Andrea Paggel luckt zwischen einem Fahrrad hervor. Sie trägt eine Maske.

Mit Hilfe des Crowdfunding-Projekts und dem #femalefutureathletes-Fördertopf wollt ihr nun ein größeres Angebot schaffen. Wie habt ihr vom Fördertopf gehört?

Tobias Bachsteffel, unser 1. Vorsitzender und Bundestrainer für Paracycling, hat von Equaletics und dem Fördertopf gehört und wir freuen uns, dass wir unterstützt werden. Unser Vereinsziel ist es, Nachwuchstraining in alle Sparten des Bahnradsports anzubieten, für Leistungssport ebenso wie für Paracycling – und dies geht nur mit Fördergeldern, da wir von Jugendlichen keine hohen Trainings-/Teilnahmegebühren erwarten können und diverse Sportgeräte (Single-Bahnräder zum Verleihen, Tandem-Bahnräder für Paracylcing etc.) benötigen. Durch die Vorbereitung des Projekts wurde mir auch nochmal so richtig bewusst, dass der Derny-Bahnradsport aktuell deutschlandweit noch nicht gleichberechtigt angeboten wird.

Wofür wollt ihr das Geld genau einsetzen?

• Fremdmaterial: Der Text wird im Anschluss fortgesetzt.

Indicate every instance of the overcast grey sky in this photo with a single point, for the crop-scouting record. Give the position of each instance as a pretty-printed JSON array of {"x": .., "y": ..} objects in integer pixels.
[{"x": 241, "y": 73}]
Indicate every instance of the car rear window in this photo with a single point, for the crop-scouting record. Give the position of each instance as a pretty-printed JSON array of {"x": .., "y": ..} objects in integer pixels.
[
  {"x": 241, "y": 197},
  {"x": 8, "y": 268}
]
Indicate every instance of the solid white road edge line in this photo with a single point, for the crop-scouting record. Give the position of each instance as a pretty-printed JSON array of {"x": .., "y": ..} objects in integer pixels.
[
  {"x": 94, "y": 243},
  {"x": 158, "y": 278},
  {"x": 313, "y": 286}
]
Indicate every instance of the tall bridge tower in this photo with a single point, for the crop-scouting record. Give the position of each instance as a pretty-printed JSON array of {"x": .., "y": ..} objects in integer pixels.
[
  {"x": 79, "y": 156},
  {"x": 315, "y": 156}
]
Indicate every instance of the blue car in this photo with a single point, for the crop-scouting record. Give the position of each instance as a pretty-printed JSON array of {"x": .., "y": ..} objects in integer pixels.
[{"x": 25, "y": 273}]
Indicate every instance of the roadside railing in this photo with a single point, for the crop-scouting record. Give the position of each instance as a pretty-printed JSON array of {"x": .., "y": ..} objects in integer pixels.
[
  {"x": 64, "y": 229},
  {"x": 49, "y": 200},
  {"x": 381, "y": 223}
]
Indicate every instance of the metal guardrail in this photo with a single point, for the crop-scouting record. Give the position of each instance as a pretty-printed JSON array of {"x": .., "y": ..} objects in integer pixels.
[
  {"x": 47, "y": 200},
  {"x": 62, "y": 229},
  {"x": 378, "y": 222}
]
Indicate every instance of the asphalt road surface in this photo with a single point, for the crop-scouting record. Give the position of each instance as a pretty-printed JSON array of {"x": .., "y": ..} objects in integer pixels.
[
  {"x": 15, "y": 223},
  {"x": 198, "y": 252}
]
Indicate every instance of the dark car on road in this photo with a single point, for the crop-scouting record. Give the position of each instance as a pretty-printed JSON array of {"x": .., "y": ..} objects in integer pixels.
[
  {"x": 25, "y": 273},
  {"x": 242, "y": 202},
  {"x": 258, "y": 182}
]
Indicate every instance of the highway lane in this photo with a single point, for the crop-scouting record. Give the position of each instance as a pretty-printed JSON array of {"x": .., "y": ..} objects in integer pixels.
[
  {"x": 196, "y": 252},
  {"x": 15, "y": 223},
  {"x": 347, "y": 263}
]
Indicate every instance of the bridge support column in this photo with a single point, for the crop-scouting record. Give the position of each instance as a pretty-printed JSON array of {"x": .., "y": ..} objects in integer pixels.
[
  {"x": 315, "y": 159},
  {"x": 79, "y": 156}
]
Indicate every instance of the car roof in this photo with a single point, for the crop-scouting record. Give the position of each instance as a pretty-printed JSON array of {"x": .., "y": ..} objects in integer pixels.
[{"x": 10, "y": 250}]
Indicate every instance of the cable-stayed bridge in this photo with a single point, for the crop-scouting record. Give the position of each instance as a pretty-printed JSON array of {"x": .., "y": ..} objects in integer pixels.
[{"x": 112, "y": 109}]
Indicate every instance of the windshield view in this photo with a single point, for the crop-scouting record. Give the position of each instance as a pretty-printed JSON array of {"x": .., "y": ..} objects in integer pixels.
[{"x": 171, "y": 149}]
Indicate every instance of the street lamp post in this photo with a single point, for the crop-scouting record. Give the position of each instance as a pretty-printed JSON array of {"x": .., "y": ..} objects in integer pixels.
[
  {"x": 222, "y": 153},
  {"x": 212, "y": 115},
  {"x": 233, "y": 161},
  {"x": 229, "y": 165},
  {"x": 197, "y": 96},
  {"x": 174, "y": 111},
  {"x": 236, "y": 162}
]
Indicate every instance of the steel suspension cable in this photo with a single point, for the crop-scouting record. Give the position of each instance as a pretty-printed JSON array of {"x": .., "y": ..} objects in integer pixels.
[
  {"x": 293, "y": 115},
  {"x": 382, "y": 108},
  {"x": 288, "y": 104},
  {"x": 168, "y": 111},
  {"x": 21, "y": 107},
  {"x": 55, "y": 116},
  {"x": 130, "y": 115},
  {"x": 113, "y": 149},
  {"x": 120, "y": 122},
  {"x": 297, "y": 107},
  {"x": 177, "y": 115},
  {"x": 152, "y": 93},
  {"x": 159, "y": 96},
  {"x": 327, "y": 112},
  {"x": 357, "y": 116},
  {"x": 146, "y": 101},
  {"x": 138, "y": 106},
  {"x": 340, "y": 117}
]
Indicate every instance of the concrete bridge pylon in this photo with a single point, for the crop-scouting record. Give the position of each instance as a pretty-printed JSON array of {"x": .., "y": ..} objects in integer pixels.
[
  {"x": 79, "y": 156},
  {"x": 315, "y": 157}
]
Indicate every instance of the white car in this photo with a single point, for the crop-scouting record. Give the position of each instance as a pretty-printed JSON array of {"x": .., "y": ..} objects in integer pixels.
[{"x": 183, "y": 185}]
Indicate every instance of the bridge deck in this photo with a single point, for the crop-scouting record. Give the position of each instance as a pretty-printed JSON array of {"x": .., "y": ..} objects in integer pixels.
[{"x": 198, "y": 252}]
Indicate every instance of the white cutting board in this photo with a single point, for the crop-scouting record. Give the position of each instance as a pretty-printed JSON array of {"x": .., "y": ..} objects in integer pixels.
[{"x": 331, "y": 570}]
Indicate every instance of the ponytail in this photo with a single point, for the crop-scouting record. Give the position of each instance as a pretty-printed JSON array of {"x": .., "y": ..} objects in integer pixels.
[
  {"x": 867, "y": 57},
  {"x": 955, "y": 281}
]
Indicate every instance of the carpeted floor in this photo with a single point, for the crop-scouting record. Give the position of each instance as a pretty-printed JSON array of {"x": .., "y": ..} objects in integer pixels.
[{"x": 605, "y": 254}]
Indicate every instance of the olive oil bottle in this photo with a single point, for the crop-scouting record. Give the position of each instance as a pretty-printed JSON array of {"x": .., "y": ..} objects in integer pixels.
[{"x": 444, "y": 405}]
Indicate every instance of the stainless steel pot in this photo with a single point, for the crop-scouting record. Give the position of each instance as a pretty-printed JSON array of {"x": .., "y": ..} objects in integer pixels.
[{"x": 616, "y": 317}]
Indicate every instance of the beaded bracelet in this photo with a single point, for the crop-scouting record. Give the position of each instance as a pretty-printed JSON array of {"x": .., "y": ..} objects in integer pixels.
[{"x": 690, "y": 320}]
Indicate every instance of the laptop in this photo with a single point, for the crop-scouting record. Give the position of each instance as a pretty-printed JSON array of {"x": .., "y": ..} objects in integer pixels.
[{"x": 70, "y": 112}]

Die Durchführung eines Derny-Rennens kostet ca. 850€, und auch beim Derny-Training entstehen Kosten. Die Möglichkeiten, Sponsorengelder zu bekommen, sind begrenzt (insbesondere, wenn keine Zuschauer*innen erlaubt sind) – und ohne den obligatorischen „Kuchenverkauf an Zuschauer*innen“ ist die Finanzierung noch schwieriger. Wir erhoffen uns auch Zuschüsse vom Verband. Zusammen mit der #femalefutureathletes Crowdfunding-Kampagne können wir jetzt in 2021 vier Derny-Rennen und vier Derny-Trainings anbieten, worüber wir uns sehr freuen!

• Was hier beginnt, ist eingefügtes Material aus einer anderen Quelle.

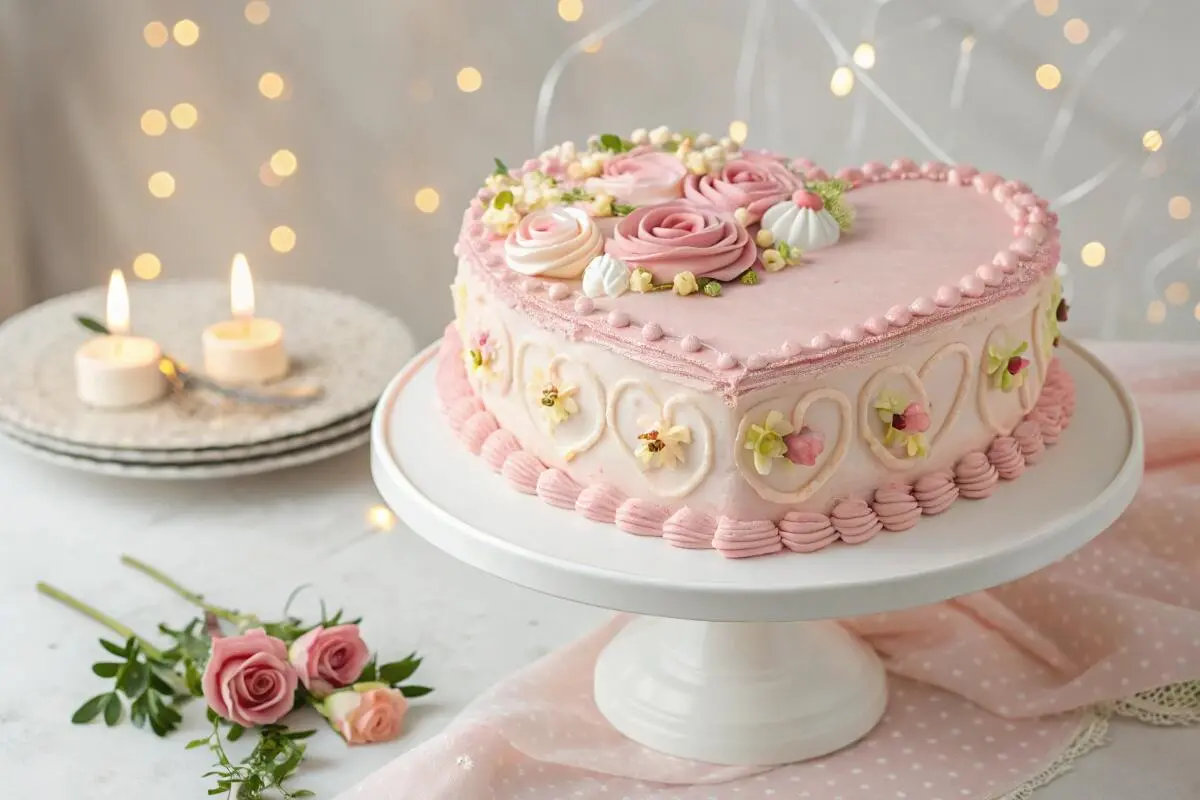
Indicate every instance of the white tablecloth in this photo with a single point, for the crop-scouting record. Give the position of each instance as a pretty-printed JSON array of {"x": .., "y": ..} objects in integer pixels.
[{"x": 249, "y": 543}]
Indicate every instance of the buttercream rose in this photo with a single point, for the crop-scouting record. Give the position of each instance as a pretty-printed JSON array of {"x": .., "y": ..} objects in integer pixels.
[
  {"x": 753, "y": 182},
  {"x": 679, "y": 238},
  {"x": 555, "y": 242},
  {"x": 366, "y": 713},
  {"x": 641, "y": 176},
  {"x": 249, "y": 679},
  {"x": 329, "y": 657}
]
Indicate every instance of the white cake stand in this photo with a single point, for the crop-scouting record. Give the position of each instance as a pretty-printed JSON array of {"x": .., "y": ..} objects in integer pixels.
[{"x": 726, "y": 667}]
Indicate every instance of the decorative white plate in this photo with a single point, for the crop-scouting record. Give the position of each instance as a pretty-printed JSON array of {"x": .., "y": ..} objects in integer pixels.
[
  {"x": 201, "y": 470},
  {"x": 348, "y": 347},
  {"x": 186, "y": 457}
]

Also würdest du den #femalefutureathletes Fördertopf weiterempfehlen?  

Ja! Die Unterstützung von fairplaid und Equaletics war sehr gut! Und ehrlicherweise haben wir viele Spenden nur bekommen aufgrund der Zusage des #femalefutureathletes-Fördertopfs, und dem damit verbundenen Zuschuss. Am wichtigsten ist trotzdem die eigene „Crowd“, ohne die die Realisierung des Projekts nicht möglich gewesen wäre. Zudem braucht es ein klares Ziel und im Idealfall einen konkreten Anlass, um auch Bekannten von Bekannten zum Unterstützen zu animieren.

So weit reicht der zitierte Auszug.